Unlike most think tanks, the Energy and Policy Institute is not a nonprofit—nor is it registered as a for-profit business. The group is technically an "unincorporated association," which means it is not bound to the strict lobbying and political spending limitations and financial disclosure requirements that standard nonprofit groups must follow. Nor does it need to file corporate registration records that would disclose its owners.

But that hasn’t stopped the media from treating it like an unbiased policy shop. A Jan. 2023 Washington Post article, "How dark money groups led Ohio to redefine gas as ‘green energy,’" includes a critical quote from the group’s policy and communications manager Dave Anderson. Anderson, an alum of the environmental activist Sierra Club, criticizes lawmakers who "coordinated with a natural gas industry group" to craft what he says is a "misleading" new law.

The Post does not mention that progressive lawmakers regularly rely on the Energy and Policy Institute to help advance their environmental bills.

In January, Kentucky state lawmakers introduced a bill to regulate utility companies that aligned with recommendations laid out by the Energy and Policy Institute. And Sen. Sheldon Whitehouse (D., R.I.), who once said dark money poses an existential threat to democracy, cited the group’s research in a June 2021 letter demanding the Federal Energy Regulatory Commission change its accounting rules to prevent energy utilities from secretly funding lobbying groups.

The Energy and Policy Institute discloses no information on its location, owners, or funders on its website. Its "about" page, typically the place for information about an organization's funding, includes nothing more than a mission statement, the names of a few staffers, and a land acknowledgment. "EPI’s staff live around the country, and we acknowledge that we live on the traditional, ancestral and potentially unceded homelands of Indigenous people," the group states.

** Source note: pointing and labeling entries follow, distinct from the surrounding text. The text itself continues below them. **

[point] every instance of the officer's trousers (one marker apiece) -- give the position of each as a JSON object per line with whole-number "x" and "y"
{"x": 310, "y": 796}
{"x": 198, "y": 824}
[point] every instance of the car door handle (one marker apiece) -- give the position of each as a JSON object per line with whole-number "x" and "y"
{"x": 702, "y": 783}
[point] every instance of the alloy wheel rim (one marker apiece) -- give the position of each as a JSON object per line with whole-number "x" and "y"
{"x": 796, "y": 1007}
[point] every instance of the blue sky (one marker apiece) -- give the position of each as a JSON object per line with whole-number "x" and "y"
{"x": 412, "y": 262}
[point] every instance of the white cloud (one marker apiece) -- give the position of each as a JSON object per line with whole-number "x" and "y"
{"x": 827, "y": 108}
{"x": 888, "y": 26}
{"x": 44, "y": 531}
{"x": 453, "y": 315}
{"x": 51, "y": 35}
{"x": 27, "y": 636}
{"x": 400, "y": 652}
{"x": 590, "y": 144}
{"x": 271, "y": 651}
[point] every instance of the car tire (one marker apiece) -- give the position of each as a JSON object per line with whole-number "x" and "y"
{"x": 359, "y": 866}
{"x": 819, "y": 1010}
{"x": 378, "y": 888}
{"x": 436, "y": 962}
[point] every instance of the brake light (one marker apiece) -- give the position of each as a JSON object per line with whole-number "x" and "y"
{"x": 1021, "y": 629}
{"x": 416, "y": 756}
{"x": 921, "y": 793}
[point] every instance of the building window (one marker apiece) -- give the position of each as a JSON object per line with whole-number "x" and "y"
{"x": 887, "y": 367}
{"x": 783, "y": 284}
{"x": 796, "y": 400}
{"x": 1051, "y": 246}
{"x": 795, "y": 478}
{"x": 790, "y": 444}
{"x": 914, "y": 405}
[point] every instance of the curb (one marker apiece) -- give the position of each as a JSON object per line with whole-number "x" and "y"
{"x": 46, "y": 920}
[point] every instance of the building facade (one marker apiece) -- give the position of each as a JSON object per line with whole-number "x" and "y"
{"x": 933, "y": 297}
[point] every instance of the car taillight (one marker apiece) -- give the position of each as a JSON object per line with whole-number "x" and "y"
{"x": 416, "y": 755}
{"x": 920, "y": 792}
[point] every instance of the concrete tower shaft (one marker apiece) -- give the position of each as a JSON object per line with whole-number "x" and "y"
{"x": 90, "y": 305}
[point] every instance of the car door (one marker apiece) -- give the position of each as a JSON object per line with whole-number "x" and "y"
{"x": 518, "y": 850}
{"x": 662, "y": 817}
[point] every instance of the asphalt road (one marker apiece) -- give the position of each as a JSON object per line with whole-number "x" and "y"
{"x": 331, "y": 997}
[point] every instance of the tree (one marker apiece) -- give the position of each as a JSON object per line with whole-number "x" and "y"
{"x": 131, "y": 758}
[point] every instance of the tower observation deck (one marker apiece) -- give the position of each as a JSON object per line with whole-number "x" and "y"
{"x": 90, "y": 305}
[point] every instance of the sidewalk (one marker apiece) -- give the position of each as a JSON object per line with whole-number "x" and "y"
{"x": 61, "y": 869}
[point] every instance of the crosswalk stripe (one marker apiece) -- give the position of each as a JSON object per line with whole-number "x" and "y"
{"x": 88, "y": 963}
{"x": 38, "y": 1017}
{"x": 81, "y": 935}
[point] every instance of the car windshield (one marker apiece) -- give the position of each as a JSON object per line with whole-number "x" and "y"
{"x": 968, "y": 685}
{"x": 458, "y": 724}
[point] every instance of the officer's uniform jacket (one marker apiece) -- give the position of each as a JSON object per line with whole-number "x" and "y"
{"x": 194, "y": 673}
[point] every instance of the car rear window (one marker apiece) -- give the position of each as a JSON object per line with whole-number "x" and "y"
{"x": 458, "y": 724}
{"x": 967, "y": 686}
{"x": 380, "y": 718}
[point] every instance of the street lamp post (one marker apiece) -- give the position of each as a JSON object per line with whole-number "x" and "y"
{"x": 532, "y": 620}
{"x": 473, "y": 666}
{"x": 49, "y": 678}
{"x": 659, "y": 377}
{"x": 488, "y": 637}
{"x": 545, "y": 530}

Little is known about the Energy and Policy Institute’s sources of funding. However, one clue suggests the group is quietly funded by former Google CEO and Democratic billionaire donor Eric Schmidt.

Tax forms show that Schmidt’s private charity, the Schmidt Foundation, granted $4,321,250 to the Sustainable Markets Foundation in 2019, in part to support the Energy and Policy Institute.

But the Sustainable Markets Foundation, an environmentalist charity financed by major left-wing institutions including the Rockefeller Family Fund and the Tides Foundation, makes no reference to the Energy and Policy Institute in its tax filings.

Parker Thayer, an investigative researcher at the Capital Research Center, speculated that the Energy and Policy Institute may be a fiscally sponsored project of the Sustainable Markets Foundation. Such arrangements, Thayer explained, allow groups to operate in the shadows of an established nonprofit group while avoiding financial disclosures.

The Sustainable Markets Foundation has a history of fiscally sponsoring nebulous green energy investigative operations. The Climate Investigations Center, whose research on climate issues was relied on by the New York Times and Los Angeles Times, is one such group sponsored by the Sustainable Markets Foundation, the Free Beacon reported.

The Energy and Policy Institute, the Sustainable Markets Foundation, and the Schmidt Foundation did not return requests for comment.